Sie wollen aber, dass sich die Landesgremien nur aus den fakultativ gebildeten Gesamtelternbeiräten rekrutieren. Das funktioniert nicht, da diese dann eben nicht ganz Bayern im Blick haben und mitkommen lassen.

(Diana Stachowitz (SPD): Das wissen Sie doch gar nicht!)

Bei einem solchen Quatsch machen wir nicht. Das tut mir leid. Wir können die falschen Behauptungen noch hundertmal wiederholen.

(Beifall bei der CSU)

Danke schön. – Nächster Redner ist der Abgeordnete Ulrich Singer von der AfD-Fraktion.

(Beifall bei der AfD)

Herr Präsident, werte Kolleginnen und Kollegen! Wir haben es mit einem Gesetzentwurf von den GRÜNEN und der SPD zu tun, der jetzt auch von der FDP getragen wird, die immer mehr ihr sozialistisches Gesicht zeigt.

(Zuruf der Abgeordneten Julika Sandt (FDP))

Um was geht es? – Eine Landeselternvertretung, also ein Elternbeirat auf Landesebene soll geschaffen werden. Im BayKiBiG soll ein Gesamtelternbeirat auf kommunaler und interkommunaler Ebene verankert werden.

Geschätzte Kollegen, die Frage ist doch: Brauchen wir das wirklich? Macht das wirklich Sinn?
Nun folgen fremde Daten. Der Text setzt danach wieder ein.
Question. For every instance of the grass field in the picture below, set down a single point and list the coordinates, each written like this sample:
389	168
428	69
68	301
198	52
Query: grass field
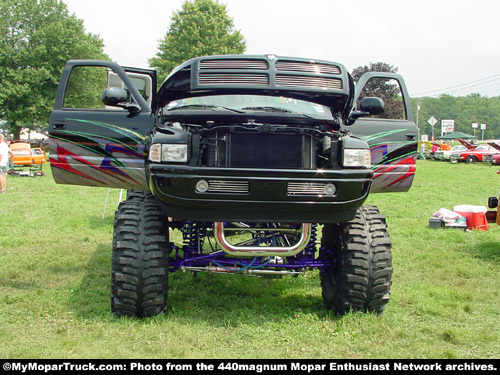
55	261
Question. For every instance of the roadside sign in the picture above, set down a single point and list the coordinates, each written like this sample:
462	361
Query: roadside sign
447	126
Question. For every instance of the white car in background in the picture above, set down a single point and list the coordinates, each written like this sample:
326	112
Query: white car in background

Kollege Enghuber hat es schon ausgeführt: Im Ergebnis macht es keinen Sinn. Wir haben schon eine gute Elternbeteiligung. Die Elternbeteiligung ist auch sehr wichtig – das ist ganz klar. Darum enthält Artikel 14 des BayKiBiG eine sinnvolle Regelung, wonach zur Förderung der besseren Zusammenarbeit von Eltern, pädagogischem Personal und Träger in jeder Kindertageseinrichtung ein Elternbeirat einzurichten ist. – So unser aktuelles Gesetz. Diese Regelung ist hervorragend.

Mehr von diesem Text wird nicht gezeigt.